Biliyoruz, kadro ağırlığı sol ve sosyalist dünya görüşünü savunanlar olsa bile HDP sol/sosyalist bir parti değil. Nasıl ki HDP’de Altan Tan gibi dindarlar var ise Altan Tan da bilmeli ki aynı HDP’de sosyalistler de, komünistler de, liberaller de, Altan Tan tasvip etmese bile LGBTİ’ler de var. Tüm bu kesimlerin üzerinde uzlaştığı temel espri de radikal demokrasi anlayışı.

Elbet, radikal demokrasi en sert tartışmaya açıktır. Kimse tartıştığı için, sözünü söylediği için partiden dışlanmaz. Hele, görüşü nedeniyle parti dışına itilecek disiplin uygulamalarına hiçbir şekilde maruz bırakılamaz. Çünkü HDP’ye gelenlerin neyi savunduğu ve nelerde uzlaştığını herkes daha başından biliyor. Durum bu iken yarattığı tartışma nedeniyle Tan’ın artık oturup cidden düşünmesi gerekir. Nasıl ki “çakma soylasitler” ona fırsat veriyorsa o da “çakma basın” aracılığıyla partisini zayıf düşürecek pozisyonlara girmemeli.

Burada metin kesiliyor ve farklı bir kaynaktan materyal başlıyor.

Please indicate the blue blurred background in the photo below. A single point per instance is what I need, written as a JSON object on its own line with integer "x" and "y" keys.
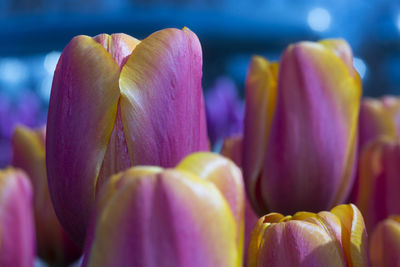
{"x": 34, "y": 32}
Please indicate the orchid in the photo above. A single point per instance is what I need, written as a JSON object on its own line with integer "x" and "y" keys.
{"x": 17, "y": 242}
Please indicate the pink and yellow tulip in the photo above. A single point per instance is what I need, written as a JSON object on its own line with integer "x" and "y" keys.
{"x": 300, "y": 136}
{"x": 378, "y": 181}
{"x": 53, "y": 244}
{"x": 378, "y": 117}
{"x": 232, "y": 149}
{"x": 17, "y": 230}
{"x": 335, "y": 238}
{"x": 191, "y": 215}
{"x": 118, "y": 102}
{"x": 385, "y": 243}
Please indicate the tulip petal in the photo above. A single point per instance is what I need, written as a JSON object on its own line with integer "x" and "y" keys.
{"x": 17, "y": 234}
{"x": 378, "y": 181}
{"x": 375, "y": 120}
{"x": 53, "y": 245}
{"x": 385, "y": 243}
{"x": 232, "y": 148}
{"x": 164, "y": 220}
{"x": 162, "y": 81}
{"x": 298, "y": 243}
{"x": 257, "y": 235}
{"x": 309, "y": 161}
{"x": 116, "y": 159}
{"x": 259, "y": 110}
{"x": 118, "y": 45}
{"x": 354, "y": 235}
{"x": 78, "y": 132}
{"x": 227, "y": 177}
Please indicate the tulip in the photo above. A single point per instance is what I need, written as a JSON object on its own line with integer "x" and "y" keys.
{"x": 335, "y": 238}
{"x": 53, "y": 244}
{"x": 301, "y": 127}
{"x": 224, "y": 110}
{"x": 385, "y": 243}
{"x": 17, "y": 230}
{"x": 117, "y": 102}
{"x": 379, "y": 181}
{"x": 232, "y": 149}
{"x": 378, "y": 117}
{"x": 191, "y": 215}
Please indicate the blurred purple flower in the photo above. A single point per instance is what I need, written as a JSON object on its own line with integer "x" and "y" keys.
{"x": 27, "y": 110}
{"x": 224, "y": 110}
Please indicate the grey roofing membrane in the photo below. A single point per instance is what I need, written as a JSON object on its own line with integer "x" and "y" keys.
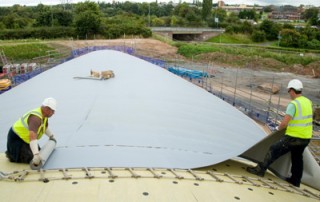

Bu yazının son cümlelerinde de şunu diyeyim; HDP ile arasındaki tek bağın milletvekilliği olduğu bugün daha bariz olan Tan’ın, görüşleri nedeniyle partiden dışlanmasına karşı çıkmak gerekir. Ama Tan, bu biçimiyle HDP ile uzlaşmadığını düşünüyor ise ya uzlaşabileceği bir başka partiye/harekete gider veya kendi partisini/hareketini kurabilir.

Çünkü, “çakma olmayan sosyalistler” ağzını açıp Tan’a tek kelime dememişken, Tan’ın ikide bir sosyalistleri hedefe koymasının, HDP’yi kendine benzetme anlayışının da bir sonu olmalı. HDP ne Tan’a, ne de çakması hakikisi fark etmez solculara, sosyalistlere benzememeli. Kürdün de, Kürtlerin özgürlüğünü savunan her kesimin de içinde yer aldığı ve mücadeleyi omuz omuza sürdürdüğü devrimci bir hareket olmaya devam etmeli.